The Illinois Supreme Court used Litchfield-style analysis in People v. Caballes, 207 Ill.2d 504 (2003). The issue was whether the mere fact of a traffic stop for speeding allowed the police to use a drug-sniffing dog on the car. The court conceded that the dog-sniff was not a search per se because the only information the sniff could reveal was whether or not the car possibly contained contraband drugs. Since a person had no reasonable expectation of privacy as to the possession of contraband, the dog sniff was not a search. U.S. v. Place, 462 U.S. 696 (1983).

Yet the Caballes court took a much broader look at the police activity. Analogizing a traffic stop to a Terry stop, the court considered whether the police decision to use the dog was reasonably related in scope to the circumstances that justified the stop in the first place. The court concluded that the canine sniff was performed without any "specific and articulable facts" to suggest drug activity. Therefore -- despite the fact that the dog sniff may not have been a search per se -- the court found that the use of the dog "unjustifiably enlarge[ed] the scope of a routine traffic stop into a drug investigation." At 510. Thus, the court suppressed the drugs found in the car.
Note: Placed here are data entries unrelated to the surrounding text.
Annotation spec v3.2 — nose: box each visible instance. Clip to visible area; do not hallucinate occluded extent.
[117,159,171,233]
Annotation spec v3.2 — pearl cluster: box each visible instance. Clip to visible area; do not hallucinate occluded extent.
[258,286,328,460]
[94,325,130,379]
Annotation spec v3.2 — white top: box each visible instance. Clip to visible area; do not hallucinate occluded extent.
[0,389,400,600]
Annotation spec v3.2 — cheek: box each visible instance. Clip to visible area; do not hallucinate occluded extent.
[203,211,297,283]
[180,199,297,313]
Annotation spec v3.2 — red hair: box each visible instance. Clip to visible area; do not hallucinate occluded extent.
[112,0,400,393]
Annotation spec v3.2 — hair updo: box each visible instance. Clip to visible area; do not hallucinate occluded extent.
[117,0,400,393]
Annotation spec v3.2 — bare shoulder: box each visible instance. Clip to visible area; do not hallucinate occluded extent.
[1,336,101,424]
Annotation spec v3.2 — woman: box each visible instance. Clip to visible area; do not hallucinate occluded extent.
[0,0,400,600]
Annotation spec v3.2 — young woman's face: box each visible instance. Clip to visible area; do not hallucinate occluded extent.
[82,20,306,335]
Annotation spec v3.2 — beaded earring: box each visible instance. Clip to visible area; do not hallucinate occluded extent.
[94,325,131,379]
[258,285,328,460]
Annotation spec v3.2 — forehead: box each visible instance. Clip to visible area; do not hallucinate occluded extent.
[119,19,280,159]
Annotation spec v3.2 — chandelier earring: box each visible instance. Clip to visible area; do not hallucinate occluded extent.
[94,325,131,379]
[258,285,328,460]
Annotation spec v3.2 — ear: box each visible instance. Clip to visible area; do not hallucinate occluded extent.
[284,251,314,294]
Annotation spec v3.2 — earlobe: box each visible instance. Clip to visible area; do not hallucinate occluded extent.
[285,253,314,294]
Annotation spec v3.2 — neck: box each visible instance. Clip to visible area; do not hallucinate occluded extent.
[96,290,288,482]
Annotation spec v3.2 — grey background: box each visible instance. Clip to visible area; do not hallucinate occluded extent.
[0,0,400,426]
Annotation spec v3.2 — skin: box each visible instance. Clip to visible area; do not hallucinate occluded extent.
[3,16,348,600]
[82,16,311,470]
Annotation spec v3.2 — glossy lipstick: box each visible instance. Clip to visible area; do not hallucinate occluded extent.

Similar to the Indiana Supreme Court's analysis in Litchfield, the Illinois Supreme Court in Caballes focused broadly on the entire police course of conduct, rather than simply looking at the individual's expectation of privacy.

So what happened? The U.S. Supreme Court reversed. Ignoring the Illinois Supreme Court's nuanced analysis, the U.S. Supreme Court simplistically focused only on whether the dog sniff itself was a search. Reaffirming Place, it found that the drugs were properly seized under the Fourth Amendment. Illinois v. Caballes, 125 S.Ct. 834 (2005). (Interestingly, Justices Ruth Bader Ginsburg and David H. Souter in dissent largely adopted the Illinois Supreme Court's sophisticated view that the police activity, taken as a whole, was unconstitutional. At 843.)

As Litchfield and Caballes illustrate, the problem with solely considering privacy is that it deflects attention from the wider inquiry into the reasonableness of police conduct as a whole. In these cases, the analyses of both the Indiana and Illinois Supreme Court deserve to be adopted.